Having a positive Twitter ratio does absolutely nothing from what I can see bar two things;
- Your Klout score probably increases
- You get followed by more people
The first point is a guess, although I must confess I have a Klout account, I haven’t logged on in months and I am not likely to anytime soon but having a positive ratio seems like something they would care about.
The second point is what I wanted to briefly blog about.
So I used to get a couple of new followers a week, normally when something I had written for another blog or publication went live, but since having a positive ratio I have been getting maybe 5 or 6 new followers a day. They hang about for maybe three days and then unfollow me.
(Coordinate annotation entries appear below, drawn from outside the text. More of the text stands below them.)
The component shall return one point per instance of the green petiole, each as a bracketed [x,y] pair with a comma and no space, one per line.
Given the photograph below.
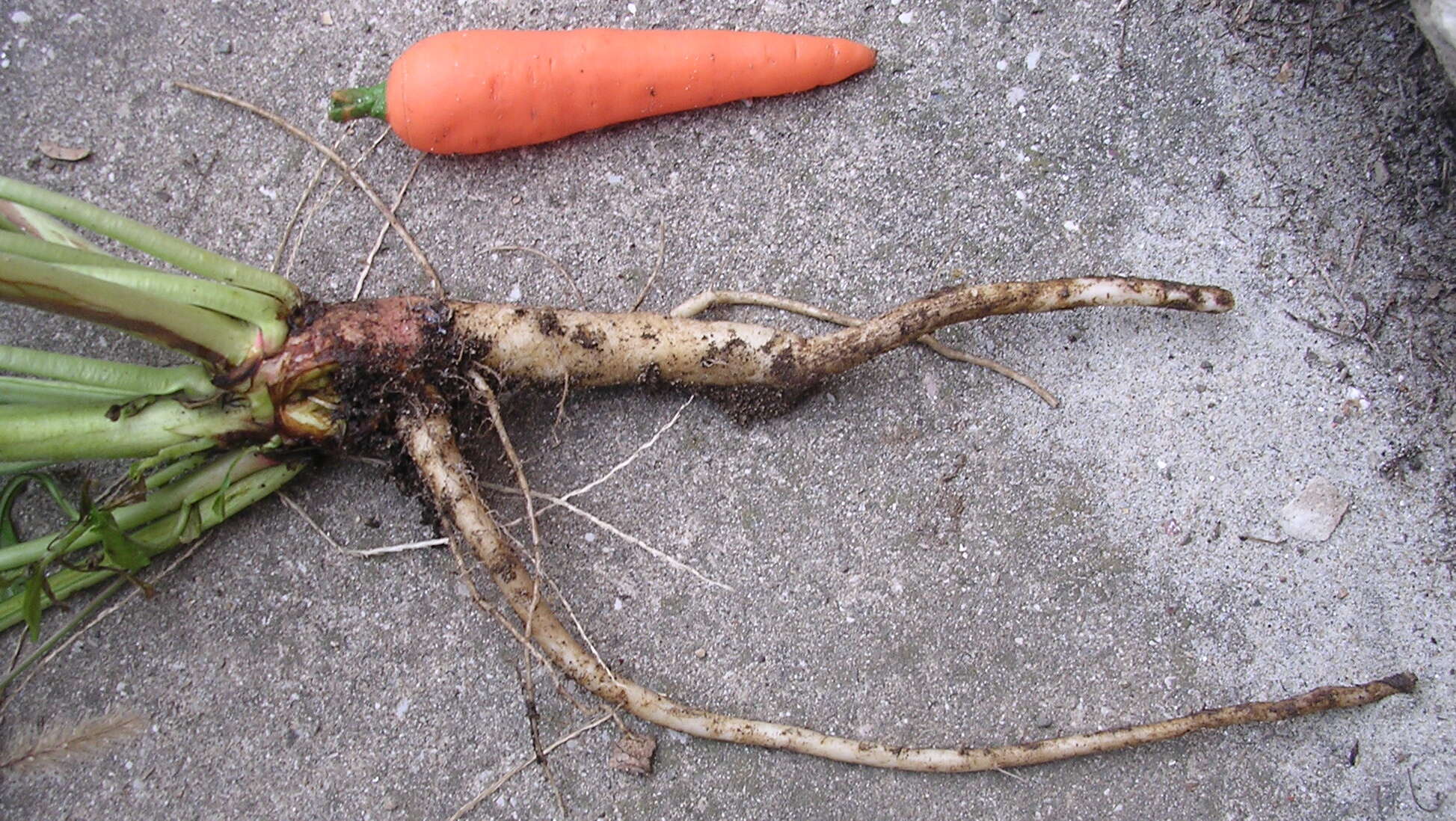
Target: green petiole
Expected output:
[251,306]
[194,330]
[63,433]
[165,533]
[191,382]
[150,241]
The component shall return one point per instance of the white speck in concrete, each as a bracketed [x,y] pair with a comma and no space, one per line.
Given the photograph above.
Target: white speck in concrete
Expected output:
[1314,514]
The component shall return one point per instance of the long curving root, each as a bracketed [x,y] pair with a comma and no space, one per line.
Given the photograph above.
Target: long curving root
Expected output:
[431,443]
[549,345]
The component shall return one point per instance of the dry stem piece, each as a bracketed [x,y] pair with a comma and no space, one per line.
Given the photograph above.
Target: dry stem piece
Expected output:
[430,441]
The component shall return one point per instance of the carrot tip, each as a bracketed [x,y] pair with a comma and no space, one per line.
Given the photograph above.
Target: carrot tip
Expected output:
[354,104]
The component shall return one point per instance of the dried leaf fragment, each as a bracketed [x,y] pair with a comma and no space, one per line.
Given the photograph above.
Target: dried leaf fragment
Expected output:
[632,754]
[64,741]
[63,153]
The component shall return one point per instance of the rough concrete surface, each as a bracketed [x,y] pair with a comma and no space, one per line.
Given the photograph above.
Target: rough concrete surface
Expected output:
[924,552]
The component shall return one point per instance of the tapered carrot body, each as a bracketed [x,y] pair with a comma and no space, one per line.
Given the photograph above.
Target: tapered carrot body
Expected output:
[482,90]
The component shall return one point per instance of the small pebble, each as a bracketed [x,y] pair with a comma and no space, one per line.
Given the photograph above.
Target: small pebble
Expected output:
[1315,513]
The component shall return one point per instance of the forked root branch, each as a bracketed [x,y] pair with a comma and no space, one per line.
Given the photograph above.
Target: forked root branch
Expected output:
[431,444]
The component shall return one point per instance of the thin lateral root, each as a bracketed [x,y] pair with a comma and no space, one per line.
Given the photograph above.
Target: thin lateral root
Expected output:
[714,299]
[430,441]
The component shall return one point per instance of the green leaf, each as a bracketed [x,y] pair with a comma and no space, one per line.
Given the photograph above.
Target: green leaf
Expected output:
[31,604]
[12,491]
[118,549]
[12,488]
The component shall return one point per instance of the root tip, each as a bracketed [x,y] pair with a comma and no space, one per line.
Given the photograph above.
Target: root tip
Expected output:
[1401,682]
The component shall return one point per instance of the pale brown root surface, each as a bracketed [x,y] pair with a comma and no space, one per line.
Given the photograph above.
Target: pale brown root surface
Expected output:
[602,348]
[431,444]
[389,345]
[711,299]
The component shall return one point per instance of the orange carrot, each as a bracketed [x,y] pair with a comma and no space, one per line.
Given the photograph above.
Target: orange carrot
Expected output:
[482,90]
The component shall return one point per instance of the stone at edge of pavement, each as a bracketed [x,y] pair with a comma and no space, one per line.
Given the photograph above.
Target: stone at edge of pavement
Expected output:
[1315,513]
[1437,21]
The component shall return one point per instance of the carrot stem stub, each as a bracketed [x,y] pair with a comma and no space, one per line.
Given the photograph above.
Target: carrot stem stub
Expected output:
[354,104]
[479,90]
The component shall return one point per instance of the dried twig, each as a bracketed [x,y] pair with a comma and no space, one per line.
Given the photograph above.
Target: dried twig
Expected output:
[303,514]
[657,268]
[338,162]
[384,230]
[517,769]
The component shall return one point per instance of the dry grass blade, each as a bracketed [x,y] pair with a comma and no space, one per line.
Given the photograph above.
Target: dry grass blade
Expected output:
[64,741]
[338,162]
[384,230]
[517,769]
[549,259]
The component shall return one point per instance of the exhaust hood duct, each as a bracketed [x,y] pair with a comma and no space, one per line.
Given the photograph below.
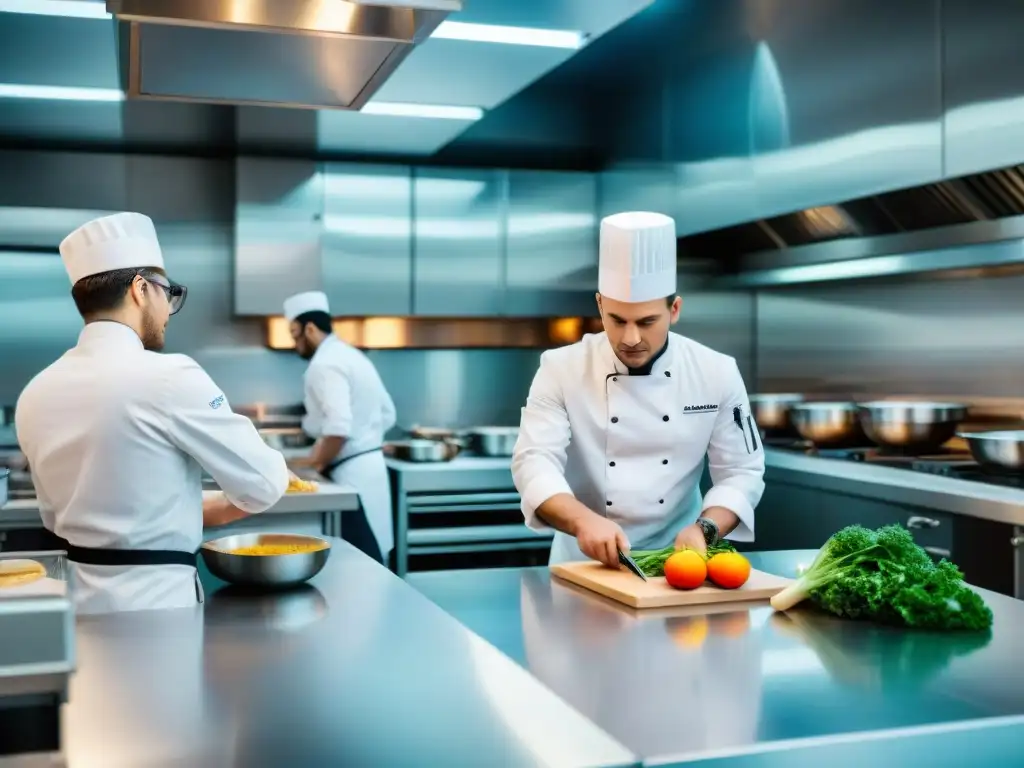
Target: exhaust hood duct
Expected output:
[315,54]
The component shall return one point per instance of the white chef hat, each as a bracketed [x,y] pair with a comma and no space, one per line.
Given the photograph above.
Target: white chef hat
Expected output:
[310,301]
[637,257]
[119,242]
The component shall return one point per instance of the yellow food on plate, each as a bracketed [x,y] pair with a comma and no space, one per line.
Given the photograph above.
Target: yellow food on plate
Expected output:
[279,549]
[19,572]
[298,485]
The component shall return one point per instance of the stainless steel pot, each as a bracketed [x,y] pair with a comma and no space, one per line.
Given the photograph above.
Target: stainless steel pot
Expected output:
[1004,450]
[909,425]
[264,570]
[423,450]
[828,424]
[771,412]
[494,440]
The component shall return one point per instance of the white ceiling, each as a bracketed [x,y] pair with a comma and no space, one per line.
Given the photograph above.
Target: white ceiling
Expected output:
[81,52]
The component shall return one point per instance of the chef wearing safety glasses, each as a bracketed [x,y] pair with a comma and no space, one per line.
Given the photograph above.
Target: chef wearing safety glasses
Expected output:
[615,428]
[117,435]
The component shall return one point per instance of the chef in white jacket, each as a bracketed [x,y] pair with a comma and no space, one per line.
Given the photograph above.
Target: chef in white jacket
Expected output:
[348,411]
[615,428]
[117,435]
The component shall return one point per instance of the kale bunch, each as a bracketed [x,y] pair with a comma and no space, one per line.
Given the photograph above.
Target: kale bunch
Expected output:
[883,576]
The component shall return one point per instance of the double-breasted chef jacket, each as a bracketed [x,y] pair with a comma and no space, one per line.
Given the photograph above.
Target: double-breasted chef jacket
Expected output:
[344,396]
[633,446]
[117,438]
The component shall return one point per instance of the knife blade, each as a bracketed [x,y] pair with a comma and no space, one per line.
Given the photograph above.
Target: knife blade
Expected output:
[630,563]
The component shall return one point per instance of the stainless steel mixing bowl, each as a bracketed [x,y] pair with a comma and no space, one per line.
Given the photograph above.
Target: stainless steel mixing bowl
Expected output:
[910,426]
[828,424]
[1004,450]
[264,570]
[771,412]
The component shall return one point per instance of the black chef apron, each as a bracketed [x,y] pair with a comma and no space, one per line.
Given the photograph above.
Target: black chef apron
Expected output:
[130,557]
[355,528]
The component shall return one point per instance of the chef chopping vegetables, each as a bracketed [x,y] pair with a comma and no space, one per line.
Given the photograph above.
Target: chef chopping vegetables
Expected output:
[615,428]
[117,435]
[348,411]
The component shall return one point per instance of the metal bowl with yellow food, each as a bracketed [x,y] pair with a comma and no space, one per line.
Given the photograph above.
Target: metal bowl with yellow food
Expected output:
[270,560]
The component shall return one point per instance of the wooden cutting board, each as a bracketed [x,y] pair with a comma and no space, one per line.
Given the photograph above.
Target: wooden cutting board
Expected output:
[627,588]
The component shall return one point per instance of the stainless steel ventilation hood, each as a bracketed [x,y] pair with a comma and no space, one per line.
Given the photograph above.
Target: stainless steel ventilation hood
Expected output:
[299,53]
[972,222]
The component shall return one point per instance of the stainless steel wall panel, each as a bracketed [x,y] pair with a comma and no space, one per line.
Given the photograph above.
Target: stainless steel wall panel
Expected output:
[368,239]
[983,85]
[552,245]
[459,242]
[945,338]
[279,223]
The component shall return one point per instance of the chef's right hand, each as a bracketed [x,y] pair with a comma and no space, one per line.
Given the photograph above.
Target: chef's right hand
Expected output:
[600,539]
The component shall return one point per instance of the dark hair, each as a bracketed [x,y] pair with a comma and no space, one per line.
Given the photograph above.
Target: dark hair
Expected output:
[318,318]
[105,292]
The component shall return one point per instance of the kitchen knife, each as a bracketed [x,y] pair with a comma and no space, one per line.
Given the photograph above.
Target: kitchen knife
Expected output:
[631,564]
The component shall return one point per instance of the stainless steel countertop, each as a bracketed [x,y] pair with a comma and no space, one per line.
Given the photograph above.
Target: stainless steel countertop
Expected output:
[899,485]
[356,669]
[691,684]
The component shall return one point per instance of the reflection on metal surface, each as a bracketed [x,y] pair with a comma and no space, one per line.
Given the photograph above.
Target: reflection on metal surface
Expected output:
[430,333]
[309,53]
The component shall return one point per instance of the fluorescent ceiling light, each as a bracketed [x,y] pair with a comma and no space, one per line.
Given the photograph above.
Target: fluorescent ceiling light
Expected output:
[72,8]
[439,112]
[486,33]
[59,92]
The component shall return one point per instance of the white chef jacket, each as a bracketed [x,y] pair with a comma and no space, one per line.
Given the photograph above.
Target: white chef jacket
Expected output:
[117,438]
[633,448]
[345,397]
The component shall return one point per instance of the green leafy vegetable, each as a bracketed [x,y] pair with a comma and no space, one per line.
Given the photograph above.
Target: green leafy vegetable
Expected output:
[883,576]
[651,561]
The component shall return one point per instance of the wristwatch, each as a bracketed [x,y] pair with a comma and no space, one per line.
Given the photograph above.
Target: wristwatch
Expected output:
[710,528]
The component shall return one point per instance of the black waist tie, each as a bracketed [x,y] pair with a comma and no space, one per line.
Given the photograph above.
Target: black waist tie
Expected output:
[326,472]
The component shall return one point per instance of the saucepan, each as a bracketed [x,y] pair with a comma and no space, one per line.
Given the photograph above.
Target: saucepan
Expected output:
[910,426]
[828,424]
[423,450]
[771,412]
[1001,450]
[494,440]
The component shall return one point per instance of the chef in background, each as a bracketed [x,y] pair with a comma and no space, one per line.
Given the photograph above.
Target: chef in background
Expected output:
[117,435]
[615,428]
[348,411]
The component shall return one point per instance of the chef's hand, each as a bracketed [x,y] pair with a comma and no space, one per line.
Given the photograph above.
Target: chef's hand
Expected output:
[600,539]
[692,538]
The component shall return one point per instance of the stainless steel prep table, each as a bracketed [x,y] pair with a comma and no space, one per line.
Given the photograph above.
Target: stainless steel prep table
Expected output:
[354,669]
[686,684]
[468,486]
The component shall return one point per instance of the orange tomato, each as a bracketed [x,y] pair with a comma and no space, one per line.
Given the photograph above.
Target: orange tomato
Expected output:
[728,569]
[685,569]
The reason for this is that the algorithm that many Twitter management applications use to allow people to auto follow in the hope they will get followed back takes into account the ratio of the person to be followed, normally you want a positive ratio because it makes you look like a more valuable Twittizen.
Of course this entire thing is just balls, auto following people is a false economy and the amount of people that follow you isn’t a metric that can be used for anything at all.
The amount of noise on Twitter is mind blowing, even ignoring the spam accounts there are just so many bot accounts and accounts owned by people who would have no interest in what you are doing and you would have no interest in what they were doing — auto following people is just a sure fire way of making sure there is plenty of noise on your feed, there is no reliable way (that I have seen) that a computer can make a call on who you would generally find interesting.
Stop auto-following and stop caring about numbers on your social networks — You don’t still boast about how many MySpace friends you have, do you?